In 1946, LJ Hooker bought the real estate business of Harold Bray Pty Ltd in Bondi Beach. In 1947, the company was floated on the Sydney Stock Exchange. The following year, LJ Hooker purchased F. Egan & Son, a real estate agency in Bondi Junction. In 1949, the company expanded into hotel brokerage.

In 1950, the tenth office was opened in Crows Nest and in 1951 the Manly office was opened after the purchase of Thorn Coleman & Co. LJ Hooker's expansion continued, and by 1953 the agency was the largest real estate agency in Australia. In 1955 Hooker Rex was established for the development of new homes in Batemans Bay, Kogarah and the Gold Coast through Hooker Rex Pty Ltd. In 1958, the company's name was changed to L. J. Hooker Investment Corporation Ltd. In 1959, the Hooker Finance company was established.

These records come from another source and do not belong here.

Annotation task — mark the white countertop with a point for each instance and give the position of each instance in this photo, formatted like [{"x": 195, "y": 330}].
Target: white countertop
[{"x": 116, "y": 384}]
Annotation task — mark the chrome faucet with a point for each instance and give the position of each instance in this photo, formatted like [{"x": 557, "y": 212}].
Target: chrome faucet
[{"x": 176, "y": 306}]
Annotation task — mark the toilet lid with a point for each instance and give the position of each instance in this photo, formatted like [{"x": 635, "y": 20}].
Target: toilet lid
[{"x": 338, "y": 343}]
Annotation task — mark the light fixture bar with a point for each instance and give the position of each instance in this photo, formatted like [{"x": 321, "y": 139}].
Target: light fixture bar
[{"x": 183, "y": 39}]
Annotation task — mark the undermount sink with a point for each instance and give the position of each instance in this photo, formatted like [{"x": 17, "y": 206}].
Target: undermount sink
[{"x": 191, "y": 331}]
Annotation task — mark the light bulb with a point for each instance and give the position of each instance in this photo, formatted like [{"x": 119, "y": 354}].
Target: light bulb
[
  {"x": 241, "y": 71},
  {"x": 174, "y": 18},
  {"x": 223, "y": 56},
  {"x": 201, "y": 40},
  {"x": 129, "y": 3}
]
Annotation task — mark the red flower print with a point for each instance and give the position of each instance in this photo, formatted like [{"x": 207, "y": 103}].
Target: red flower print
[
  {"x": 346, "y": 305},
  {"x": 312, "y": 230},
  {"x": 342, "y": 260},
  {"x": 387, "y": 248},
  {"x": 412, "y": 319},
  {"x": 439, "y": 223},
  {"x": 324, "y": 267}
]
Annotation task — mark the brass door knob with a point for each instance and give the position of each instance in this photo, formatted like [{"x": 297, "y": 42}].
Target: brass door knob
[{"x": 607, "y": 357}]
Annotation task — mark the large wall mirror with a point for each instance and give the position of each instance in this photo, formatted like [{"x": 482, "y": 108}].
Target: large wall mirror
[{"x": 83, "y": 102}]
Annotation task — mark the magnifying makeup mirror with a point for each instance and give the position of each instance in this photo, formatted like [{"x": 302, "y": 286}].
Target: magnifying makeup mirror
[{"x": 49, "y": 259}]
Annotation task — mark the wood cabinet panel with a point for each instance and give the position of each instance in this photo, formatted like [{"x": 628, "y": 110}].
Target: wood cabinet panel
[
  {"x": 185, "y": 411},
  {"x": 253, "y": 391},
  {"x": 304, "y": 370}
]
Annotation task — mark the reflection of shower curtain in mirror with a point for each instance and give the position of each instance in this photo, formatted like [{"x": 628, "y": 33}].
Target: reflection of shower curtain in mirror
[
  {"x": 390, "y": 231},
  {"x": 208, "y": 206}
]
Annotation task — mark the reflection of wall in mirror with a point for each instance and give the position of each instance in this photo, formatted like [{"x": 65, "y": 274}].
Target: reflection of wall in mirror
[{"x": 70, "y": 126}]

In 1960, LJ Hooker became Australia's first national real estate agency network. The following year, Hooker Projects began developing nursing homes, motels and other projects. In 1963, Hooker House was opened in Sydney. Hooker Project offices were opened in Melbourne in 1966, Brisbane in 1967, Perth in 1968, and Townsville and Canberra in 1969.

In 1968, the company's name changed to Hooker Corporation Ltd. In 1969, Hooker Home Units was established, which specialised in building home units and town houses.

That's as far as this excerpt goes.